Looping through dataframe list with IF Statement-CodePudding

Just running a simple for-loop on a list of dataframes, however trying to add an IF clause... and it keeps erroring out.

df_list = [df1, df2, df3]
for df in df_list:
   if df in [df1, df2]:
      x = 1
   else:
      x = 2
.
.
.
ValueError: Can only compare identically-labeled DataFrame objects

Above is a simplified version of what I'm attempting. Can anyone tell me why this isn't working and a fix?

CodePudding user response：

You could use DataFrame.equals with any instead:

df_list = [df1, df2, df3]
for df in df_list:
    if any(df.equals(y) for y in [df1, df2]):
        x = 1
    else:
        x = 2

CodePudding user response：

You could use a better container and reference them by labels.

Equality checks for large DataFrames with object types can become slow, >> seconds, but it will take ~ns to check if the label is in a list.

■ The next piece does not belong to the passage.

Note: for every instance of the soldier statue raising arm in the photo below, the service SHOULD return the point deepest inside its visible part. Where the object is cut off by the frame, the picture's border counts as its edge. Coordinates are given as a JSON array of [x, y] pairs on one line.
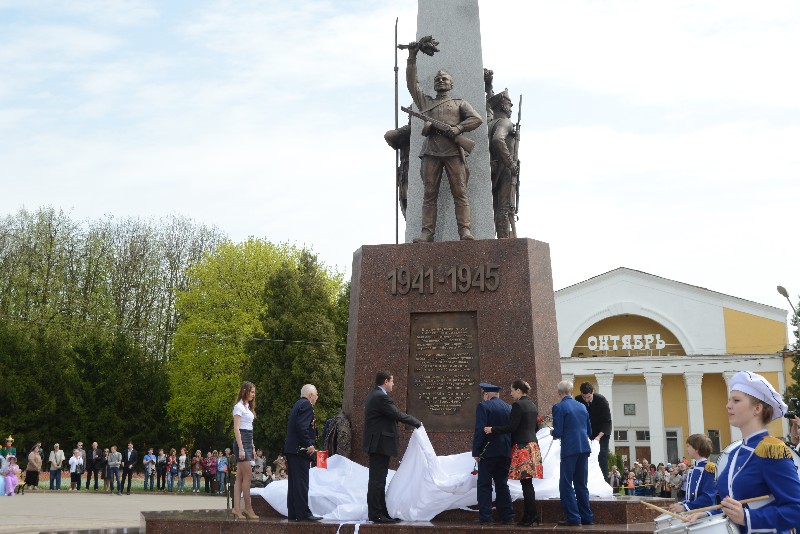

dfs = {'df1': df1, 'df2': df2, 'df3': df3}
for label, df in dfs.items():
    if label in ['df1', 'df2']:
        x = 1
    else:
        x = 2

CodePudding user response：

You need to use df.equals()

https://pandas.pydata.org/docs/reference/api/pandas.DataFrame.equals.html

df_list = [df1, df2, df3]
for df in df_list:
   if df.equals(df1) or df.equals(df2):
      # blah blah

CodePudding user response：

The following link might help: Pandas "Can only compare identically-labeled DataFrame objects" error

According to this, the data frames being compared with == should have the same columns and index otherwise it gives the error.

Alternatively, you can compare the data frames using dataframe.equals method. Please refer to the documentation below: https://pandas.pydata.org/docs/reference/api/pandas.DataFrame.equals.html

CodePudding user response：

Do NOT use .equals() here!

It's unnecessary and slowing down you program, use id() instead:

df_list = [df1, df2, df3]
for df in df_list:
   if id(df) in [id(df1), id(df2)]: 
      x = 1
   else:
      x = 2